Genomecomb moved to github on https://github.com/derijkp/genomecomb
with documentation on https://derijkp.github.io/genomecomb.
For up to date versions, go there. These pages only remain here for the data on the older scientific
application (or if someone really needs a long obsolete version of the software)
multicompar
Prepare samples
Sort data, Convert variations and gene annotation information to
one annotated variation file called
- one variation (2 alleles) per line
- including gene information for the variations that have it It
also creates
- region files such as the ref-(in)consistent regions and
clusters of variations are located
- some (genome) coverage data
cg process_sample originalsampledir sampledir dbdir ?force?
- originalsampledir: is a directory with the sample data as it
comes from from CG, nothing will be changed in this dir
- sampledir: a directory with the sample data in genomecombs
formats, that will be created if not present yet; if present, files
not created yet will be added (e.g. after stopped job)
- dbdir: directory containing reference databases
- ?force?: if the parameter force is given, the command will
restart from the beginning, and redo every step. If not given, the
command will only create files that do not exist yet.

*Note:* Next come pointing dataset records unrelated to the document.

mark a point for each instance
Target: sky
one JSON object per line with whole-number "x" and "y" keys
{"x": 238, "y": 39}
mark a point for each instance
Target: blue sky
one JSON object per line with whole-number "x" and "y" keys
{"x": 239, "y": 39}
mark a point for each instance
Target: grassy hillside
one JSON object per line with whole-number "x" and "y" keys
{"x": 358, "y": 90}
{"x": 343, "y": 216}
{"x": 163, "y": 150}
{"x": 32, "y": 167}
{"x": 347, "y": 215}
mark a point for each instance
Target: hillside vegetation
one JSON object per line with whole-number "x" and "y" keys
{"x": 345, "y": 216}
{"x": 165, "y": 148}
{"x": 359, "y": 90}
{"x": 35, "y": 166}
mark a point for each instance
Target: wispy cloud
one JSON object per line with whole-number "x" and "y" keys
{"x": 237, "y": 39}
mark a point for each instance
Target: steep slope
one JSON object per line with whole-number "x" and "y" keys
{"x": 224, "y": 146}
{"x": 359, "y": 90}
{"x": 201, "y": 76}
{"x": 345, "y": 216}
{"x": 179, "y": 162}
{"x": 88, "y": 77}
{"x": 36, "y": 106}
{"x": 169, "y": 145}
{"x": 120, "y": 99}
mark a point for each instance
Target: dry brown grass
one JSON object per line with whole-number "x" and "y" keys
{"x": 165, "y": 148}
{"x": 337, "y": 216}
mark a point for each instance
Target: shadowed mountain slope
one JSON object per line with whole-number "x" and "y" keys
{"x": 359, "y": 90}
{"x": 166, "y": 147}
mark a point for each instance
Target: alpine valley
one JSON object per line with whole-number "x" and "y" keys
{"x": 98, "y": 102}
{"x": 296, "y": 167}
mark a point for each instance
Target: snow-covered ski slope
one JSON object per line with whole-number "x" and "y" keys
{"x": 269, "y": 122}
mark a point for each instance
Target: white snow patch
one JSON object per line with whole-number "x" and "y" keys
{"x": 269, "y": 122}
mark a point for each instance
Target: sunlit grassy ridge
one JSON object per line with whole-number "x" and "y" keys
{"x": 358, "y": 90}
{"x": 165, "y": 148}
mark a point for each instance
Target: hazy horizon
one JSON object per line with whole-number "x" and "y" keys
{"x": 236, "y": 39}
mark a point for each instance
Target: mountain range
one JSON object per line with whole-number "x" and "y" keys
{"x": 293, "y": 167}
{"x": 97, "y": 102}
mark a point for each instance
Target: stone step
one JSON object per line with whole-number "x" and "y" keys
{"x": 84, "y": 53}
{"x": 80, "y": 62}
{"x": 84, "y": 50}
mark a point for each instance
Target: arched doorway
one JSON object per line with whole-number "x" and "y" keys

Important files in the resulting sample dir are:
- fannotvar-samplename.tsv: file containing the variant list with
annotations in tab separated format
- sreg-samplename.tsv: region file with the regions that are
considered as sequenced by CG
- coverage: directory containing files with genomewide coverage
(per chromosme) Other informative files in the resulting sample dir
are:
- reg_cluster.tsv: region file containing regions with
clustered variants
- reg_lowscore.tsv: region file containing regions with low
variant score
- reg_nocall.tsv: region file containing regions that contain
at least one nocall allele
- reg_refcons.tsv: region file containing regions that contain
at least one allele score as refconsistant / refinconsistent
(uncertain)
cg process_rtgsample originalsampledir sampledir ?force?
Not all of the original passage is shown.